Lighten Up won Best Comedy at the 2020 Adelaide Fringe and has received glowing reviews.
He said live shows were rich comedy fodder and were missed sorely by many in the industry.
"The arts were absolutely destroyed, I was one of the lucky ones who could wait it out but I think the June quarter I made no money at all for the first time ever," he said.
"The sector was down around 95 per cent, it was ludicrous.

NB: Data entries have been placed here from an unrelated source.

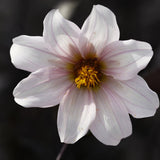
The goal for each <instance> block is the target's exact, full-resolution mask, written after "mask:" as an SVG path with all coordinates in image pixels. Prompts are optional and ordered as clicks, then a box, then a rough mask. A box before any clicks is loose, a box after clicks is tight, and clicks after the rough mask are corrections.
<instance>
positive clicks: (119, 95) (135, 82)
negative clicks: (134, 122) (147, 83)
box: [108, 76, 159, 118]
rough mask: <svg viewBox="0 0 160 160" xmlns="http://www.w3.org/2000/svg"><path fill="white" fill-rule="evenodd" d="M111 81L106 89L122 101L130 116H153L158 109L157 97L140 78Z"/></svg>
mask: <svg viewBox="0 0 160 160" xmlns="http://www.w3.org/2000/svg"><path fill="white" fill-rule="evenodd" d="M111 81H112V82H111V83H108V87H110V88H111V90H112V91H113V92H114V93H115V94H117V95H118V96H119V97H120V98H121V99H122V100H123V102H124V103H125V106H126V108H127V110H128V112H129V113H130V114H131V115H133V116H134V117H135V118H144V117H150V116H153V115H154V114H155V112H156V109H157V108H158V107H159V100H158V96H157V94H156V93H155V92H153V91H152V90H151V89H150V88H149V87H148V85H147V83H146V82H145V81H144V80H143V79H142V78H141V77H140V76H136V77H135V78H133V79H131V80H128V81H115V80H113V79H112V80H111Z"/></svg>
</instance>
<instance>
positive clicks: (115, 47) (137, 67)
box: [102, 40, 153, 80]
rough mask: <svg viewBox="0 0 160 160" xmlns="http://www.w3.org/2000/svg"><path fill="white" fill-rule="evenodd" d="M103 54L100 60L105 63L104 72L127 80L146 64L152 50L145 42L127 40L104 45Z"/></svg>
mask: <svg viewBox="0 0 160 160" xmlns="http://www.w3.org/2000/svg"><path fill="white" fill-rule="evenodd" d="M103 55H104V57H103V58H102V60H103V61H104V62H105V63H106V70H105V71H104V73H105V74H107V75H110V76H113V77H114V78H115V79H119V80H128V79H131V78H133V77H134V76H135V75H137V73H138V72H139V71H140V70H142V69H144V68H145V67H146V66H147V64H148V63H149V61H150V59H151V58H152V55H153V52H152V48H151V46H150V44H148V43H146V42H141V41H136V40H127V41H117V42H113V43H111V44H110V45H108V46H106V48H105V50H104V53H103Z"/></svg>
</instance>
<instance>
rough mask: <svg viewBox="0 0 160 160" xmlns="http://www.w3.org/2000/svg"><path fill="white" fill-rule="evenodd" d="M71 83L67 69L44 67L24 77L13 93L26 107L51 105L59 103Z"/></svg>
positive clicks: (48, 105)
mask: <svg viewBox="0 0 160 160" xmlns="http://www.w3.org/2000/svg"><path fill="white" fill-rule="evenodd" d="M71 83H72V82H71V81H70V80H69V79H68V76H67V73H65V71H63V70H60V69H55V68H52V67H51V68H43V69H40V70H37V71H36V72H33V73H31V74H30V75H29V76H28V77H27V78H25V79H23V80H22V81H21V82H20V83H19V84H18V85H17V86H16V88H15V89H14V91H13V95H14V97H15V101H16V102H17V103H18V104H20V105H22V106H24V107H50V106H54V105H57V104H59V102H60V100H61V98H62V97H63V96H64V94H65V93H66V91H67V89H68V88H69V87H70V86H71Z"/></svg>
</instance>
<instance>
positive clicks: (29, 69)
mask: <svg viewBox="0 0 160 160" xmlns="http://www.w3.org/2000/svg"><path fill="white" fill-rule="evenodd" d="M10 54H11V61H12V63H13V64H14V65H15V66H16V67H17V68H19V69H23V70H26V71H29V72H34V71H36V70H38V69H40V68H43V67H47V66H51V65H53V63H51V62H50V60H51V61H52V60H55V59H56V57H55V56H53V55H52V53H51V52H50V51H49V50H48V49H47V46H46V44H45V42H44V40H43V38H42V37H30V36H19V37H17V38H15V39H13V45H12V47H11V50H10Z"/></svg>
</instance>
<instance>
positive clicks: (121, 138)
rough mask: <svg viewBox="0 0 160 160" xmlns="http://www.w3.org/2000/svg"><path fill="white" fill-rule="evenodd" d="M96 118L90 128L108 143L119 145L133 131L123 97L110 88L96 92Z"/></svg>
mask: <svg viewBox="0 0 160 160" xmlns="http://www.w3.org/2000/svg"><path fill="white" fill-rule="evenodd" d="M95 103H96V108H97V111H96V119H95V120H94V122H93V123H92V125H91V127H90V129H91V132H92V133H93V135H94V136H95V137H96V138H97V139H98V140H99V141H101V142H102V143H104V144H106V145H117V144H118V143H119V142H120V140H121V139H122V138H125V137H127V136H129V135H130V134H131V133H132V125H131V122H130V118H129V115H128V112H127V110H126V108H125V106H124V103H123V102H122V101H121V99H120V98H119V97H118V96H116V95H115V94H113V93H112V92H111V91H110V90H109V89H107V88H105V90H103V89H101V90H100V91H99V92H98V93H95Z"/></svg>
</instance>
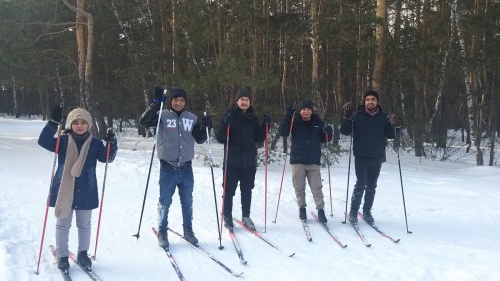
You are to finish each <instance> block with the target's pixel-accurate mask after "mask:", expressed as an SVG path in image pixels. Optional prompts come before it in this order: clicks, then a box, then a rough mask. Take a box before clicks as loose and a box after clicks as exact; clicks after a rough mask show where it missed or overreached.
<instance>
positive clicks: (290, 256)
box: [228, 218, 295, 264]
mask: <svg viewBox="0 0 500 281" xmlns="http://www.w3.org/2000/svg"><path fill="white" fill-rule="evenodd" d="M233 220H234V221H235V222H236V223H238V224H239V225H240V226H242V227H243V228H244V229H246V230H247V231H248V232H250V233H252V234H253V235H255V236H257V237H259V238H260V239H261V240H262V241H264V242H265V243H266V244H267V245H269V246H271V247H273V248H274V249H276V250H277V251H278V252H280V253H282V254H284V255H286V256H288V257H293V256H294V255H295V253H290V252H287V251H285V250H282V249H281V248H280V247H279V246H278V245H276V244H274V243H273V242H271V240H269V239H268V238H266V237H265V236H264V235H262V233H260V232H259V231H257V230H254V229H251V228H249V227H248V226H246V225H245V223H243V222H242V221H241V220H239V219H235V218H233ZM228 231H229V237H231V241H232V242H233V246H234V249H235V250H236V253H237V254H238V259H239V260H240V263H241V264H247V261H246V260H245V258H244V257H243V251H242V250H241V247H240V244H239V243H238V239H236V235H235V234H234V229H233V228H228Z"/></svg>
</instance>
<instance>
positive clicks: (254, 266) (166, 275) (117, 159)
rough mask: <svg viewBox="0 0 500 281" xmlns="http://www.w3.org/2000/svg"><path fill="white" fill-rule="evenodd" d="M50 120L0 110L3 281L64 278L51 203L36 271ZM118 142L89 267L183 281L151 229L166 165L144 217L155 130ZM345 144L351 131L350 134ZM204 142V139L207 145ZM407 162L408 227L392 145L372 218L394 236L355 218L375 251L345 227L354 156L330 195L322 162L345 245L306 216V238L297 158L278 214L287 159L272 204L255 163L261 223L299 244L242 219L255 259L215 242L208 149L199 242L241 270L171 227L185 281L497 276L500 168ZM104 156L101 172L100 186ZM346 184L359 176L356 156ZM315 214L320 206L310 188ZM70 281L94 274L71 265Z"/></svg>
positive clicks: (179, 220)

That's another reason I want to do shows; I started in October because I felt like I'm one person and I can turn up at a theatre and suddenly employ the ushers and front of house staff, backstage."
For more than 20 years Gleeson has built a comedy character that is blunt and unforgiving.
"It comes naturally and it's quite simple, every comedian is self-deprecating and if everyone is being self-effacing there's something funny about being self-aggrandising and taking the high road.
"There's something funny about saying I'm better than you.
"I'll go to Warrnambool and say things like 'you're lucky to have me here in this shit hole'. People enjoy the brashness of it.
"In saying it all it doesn't really matter, I'm not taking myself seriously. If you're not pissing someone off you're not even trying."
Lighten Up comes to the Lighthouse Theatre on February 13 before moving to Hobart, Wollongong and Melbourne.